K.S. ANTHONY: Hope, Seen Through A Window

17 November 2016

Hope, Seen Through A Window


There's a scene in Audrey Niffenegger's The Time Traveler's Wife where Henry, the time-traveler in question, is visiting Clare – who will later become the eponymous spouse – in 1984. In 1984, however, Clare is 12 and time-traveling Henry is 36. Clare asks Henry if he's married. Henry, of course, is: to a future version of Clare. For various reasons, Henry tells Clare that he's married, but declines to give any more information than that. The scene, told in first person by Henry, ends as follows.

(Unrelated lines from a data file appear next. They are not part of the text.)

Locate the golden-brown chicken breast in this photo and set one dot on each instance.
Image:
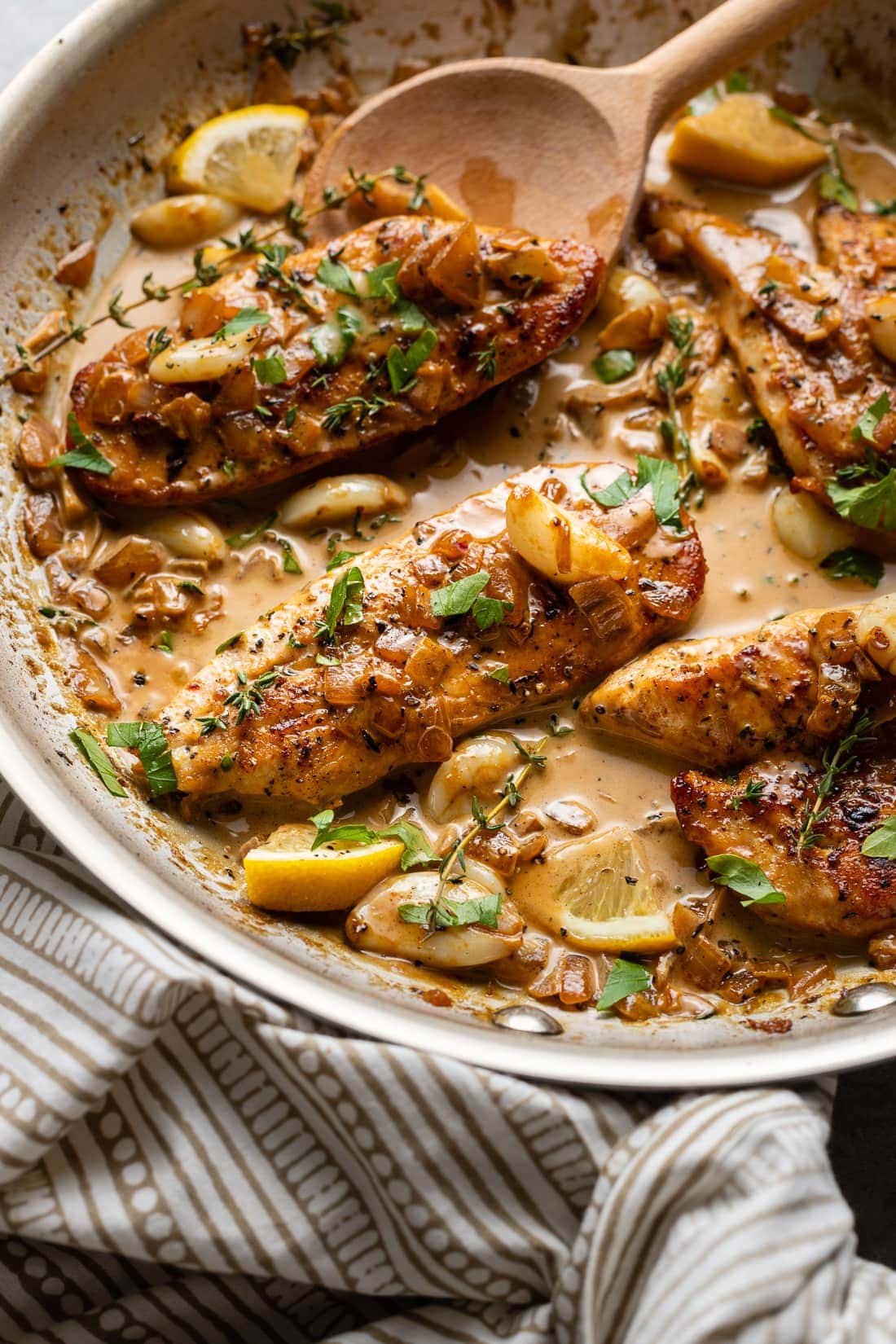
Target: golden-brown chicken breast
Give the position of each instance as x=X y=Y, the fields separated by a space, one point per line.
x=801 y=335
x=859 y=245
x=382 y=332
x=386 y=663
x=831 y=886
x=728 y=699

      "Does she worry about you?"
      "Yes," I say softly. "She does." I wonder what Clare is doing now, in 1999. Maybe she’s still asleep. Maybe she won’t know I’m gone.
      "Do you love her?"
      "Very much," I whisper. We lie silently side by side, watching the swaying trees, the birds, the sky. I hear a muffled sniffling noise and glancing at Clare I am astonished to see that tears are streaming across her face toward her ears. I sit up and lean over her. "What’s wrong, Clare?" She just shakes her head back and forth and presses her lips together. I smooth her hair, and pull her into a sitting position, wrap my arms around her. She’s a child, and then again she isn’t. "What’s wrong?"
      It comes out so quietly that I have to ask her to repeat it: "It’s just that I thought maybe you were married to me."

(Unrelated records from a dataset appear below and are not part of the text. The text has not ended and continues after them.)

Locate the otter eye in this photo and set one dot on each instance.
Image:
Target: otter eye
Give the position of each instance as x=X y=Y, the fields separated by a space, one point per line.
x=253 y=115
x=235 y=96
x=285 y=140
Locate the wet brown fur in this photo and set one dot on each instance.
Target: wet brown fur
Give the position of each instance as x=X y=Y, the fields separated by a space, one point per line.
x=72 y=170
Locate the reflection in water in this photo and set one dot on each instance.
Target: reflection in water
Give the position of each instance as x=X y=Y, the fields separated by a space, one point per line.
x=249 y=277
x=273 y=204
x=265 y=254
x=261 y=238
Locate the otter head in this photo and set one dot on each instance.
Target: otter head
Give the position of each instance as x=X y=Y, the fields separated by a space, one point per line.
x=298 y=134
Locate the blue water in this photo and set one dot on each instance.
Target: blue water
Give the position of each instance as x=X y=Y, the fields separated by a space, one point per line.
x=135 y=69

The scene reminded me of the innumerable interactions I've had in my life, where I, possessed in equal measures by hope and longing – for reassurance, for reciprocation – found myself painfully outside, like someone who's come miles to knock on a door only to find it locked, only to find himself staring in through a window at a chandelier dripping light over a table that he will never sit at, that, for a moment he thought might be a home of some kind.

For Clare, of course, there's what you might call a happy ending in that she does eventually end up married to the transient Henry, but I've never really gotten there. My stories stop where Clare's voice drops into near silence: the moment of disappointment, marked by profound shame for having been stupid enough to hope and even more profound embarrassment in having made oneself vulnerable enough to ask a question with an answer that you know, but somehow still refuse to believe, will leave you scarred and alone outside that window, looking in, but forever barred entry.

Eventually you learn to keep your hopes – few that they are – locked away. The ones that you express are the minor ones, the ones with consequences that can no longer hurt you, the ones with outcomes that you've already given up caring about. To express these faded hopes lends an air of emotional authenticity: they keep people in your orbit, satisfied with what they think are genuine dreams, smug in the fantasy that they know you, or that they know something about you. These faded hopes keep your real hopes safe, if undeclared and unrealized.

At some point, all hope ossifies. You no longer expect anything. You know that your life is what it is and that the lives beyond those windows aren't as perfect as they seem. You know that just as you look in and wonder what your life might have been if the answer had been yes, I still love you or wait, please stay, those people behind the window look out into the night at 4am and wonder where their possibilities fled.

Once you start asking the questions you're most afraid of, you realize that none of the answers matter anymore and that perhaps hope doesn't either.

But you'll keep looking in those windows and wondering what your life might have been like had the answers been different.